The beach disease? Tourism and exchange rates
摘要
Tourism has emerged as a major engine of economic growth, contributing over 10 percent of global GDP and up to 85 percent in some small developing economies. While it generates important development opportunities, international tourism may also have unintended macroeconomic consequences, including potential pressures on real exchange rate valuation. This paper uses a comprehensive panel dataset covering 139 countries over the period 1980–2023 and estimates real exchange rate misalignments using the Behavioral Equilibrium Exchange Rate (BEER) framework. It then examines whether tourism inflows are associated with deviations of the real exchange rate from its estimated equilibrium, in line with a “beach disease” mechanism analogous to the Dutch disease literature.

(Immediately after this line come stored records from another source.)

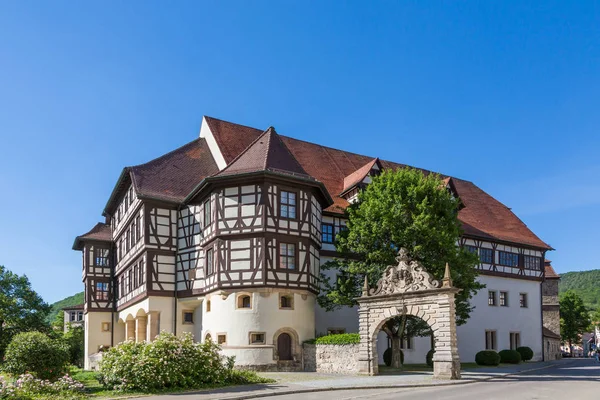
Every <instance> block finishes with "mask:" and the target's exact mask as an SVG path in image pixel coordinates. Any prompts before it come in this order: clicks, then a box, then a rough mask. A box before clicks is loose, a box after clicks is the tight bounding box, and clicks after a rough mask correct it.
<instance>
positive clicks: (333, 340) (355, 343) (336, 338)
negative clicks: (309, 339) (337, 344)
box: [315, 333, 360, 345]
mask: <svg viewBox="0 0 600 400" xmlns="http://www.w3.org/2000/svg"><path fill="white" fill-rule="evenodd" d="M357 343H360V335H359V334H358V333H338V334H335V335H327V336H321V337H319V338H317V339H315V344H339V345H344V344H357Z"/></svg>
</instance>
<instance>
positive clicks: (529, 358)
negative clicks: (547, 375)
mask: <svg viewBox="0 0 600 400" xmlns="http://www.w3.org/2000/svg"><path fill="white" fill-rule="evenodd" d="M517 351H518V352H519V354H520V355H521V360H522V361H529V360H531V359H532V358H533V350H531V348H530V347H527V346H521V347H517Z"/></svg>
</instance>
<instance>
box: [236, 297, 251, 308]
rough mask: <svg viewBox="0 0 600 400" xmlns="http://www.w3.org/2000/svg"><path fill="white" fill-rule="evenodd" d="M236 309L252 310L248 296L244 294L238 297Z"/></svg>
mask: <svg viewBox="0 0 600 400" xmlns="http://www.w3.org/2000/svg"><path fill="white" fill-rule="evenodd" d="M238 308H252V303H251V302H250V296H248V295H246V294H245V295H241V296H240V297H238Z"/></svg>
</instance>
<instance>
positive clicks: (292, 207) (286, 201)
mask: <svg viewBox="0 0 600 400" xmlns="http://www.w3.org/2000/svg"><path fill="white" fill-rule="evenodd" d="M279 215H280V216H281V217H282V218H291V219H294V218H296V193H292V192H285V191H283V190H282V191H281V195H280V198H279Z"/></svg>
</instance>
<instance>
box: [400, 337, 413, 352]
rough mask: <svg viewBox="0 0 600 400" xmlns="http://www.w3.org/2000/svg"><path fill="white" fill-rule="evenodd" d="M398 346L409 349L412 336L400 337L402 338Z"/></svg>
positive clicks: (410, 342) (409, 349) (401, 347)
mask: <svg viewBox="0 0 600 400" xmlns="http://www.w3.org/2000/svg"><path fill="white" fill-rule="evenodd" d="M400 348H401V349H403V350H404V349H406V350H410V349H411V348H412V338H411V337H405V338H402V340H401V341H400Z"/></svg>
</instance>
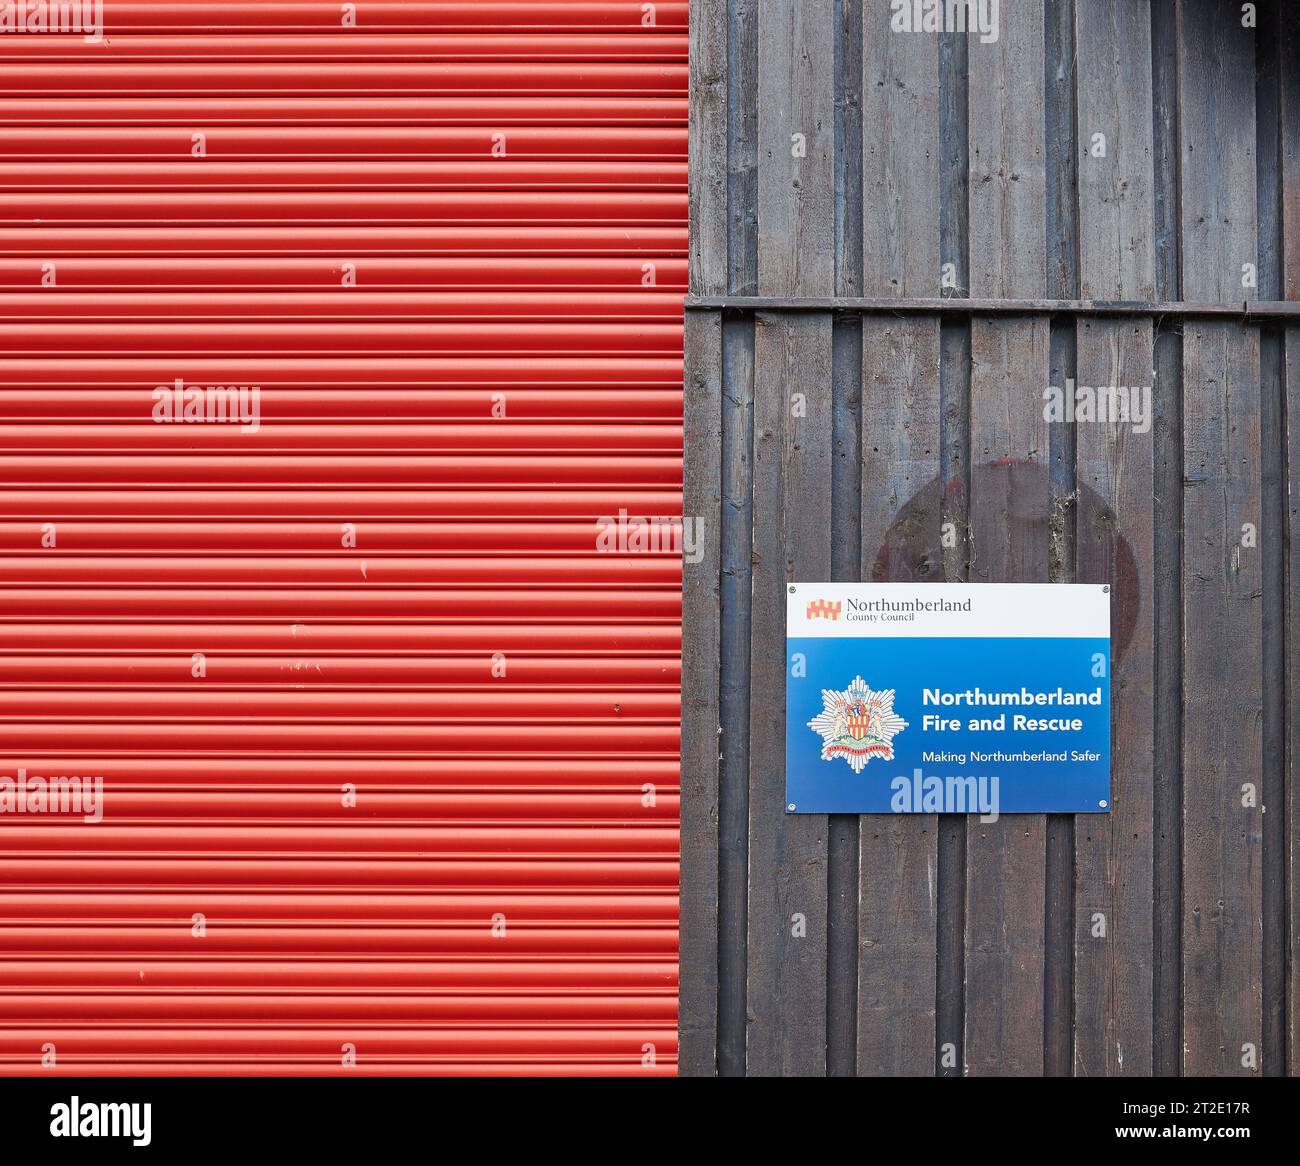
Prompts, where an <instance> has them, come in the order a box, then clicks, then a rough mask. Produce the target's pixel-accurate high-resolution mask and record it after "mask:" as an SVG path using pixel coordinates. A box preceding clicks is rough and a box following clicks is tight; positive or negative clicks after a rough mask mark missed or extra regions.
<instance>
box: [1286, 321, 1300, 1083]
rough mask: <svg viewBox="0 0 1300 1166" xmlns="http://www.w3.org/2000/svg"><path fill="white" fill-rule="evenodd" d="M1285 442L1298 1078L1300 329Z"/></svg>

Baseline results indicate a positive association between tourism revenues and real exchange rate overvaluation. This relationship is more pronounced in developing economies, while it is not statistically significant in advanced economies. However, the estimated effects are sensitive to specification and are generally weaker when instrumental variable approaches are employed, suggesting caution in interpreting the results as strictly causal. Overall, the analysis provides suggestive evidence that tourism inflows may be associated with real exchange rate misalignments under certain macroeconomic conditions. These findings highlight potential external-sector pressures in tourism-dependent economies, while also underscoring the importance of flexible macroeconomic frameworks and diversification strategies.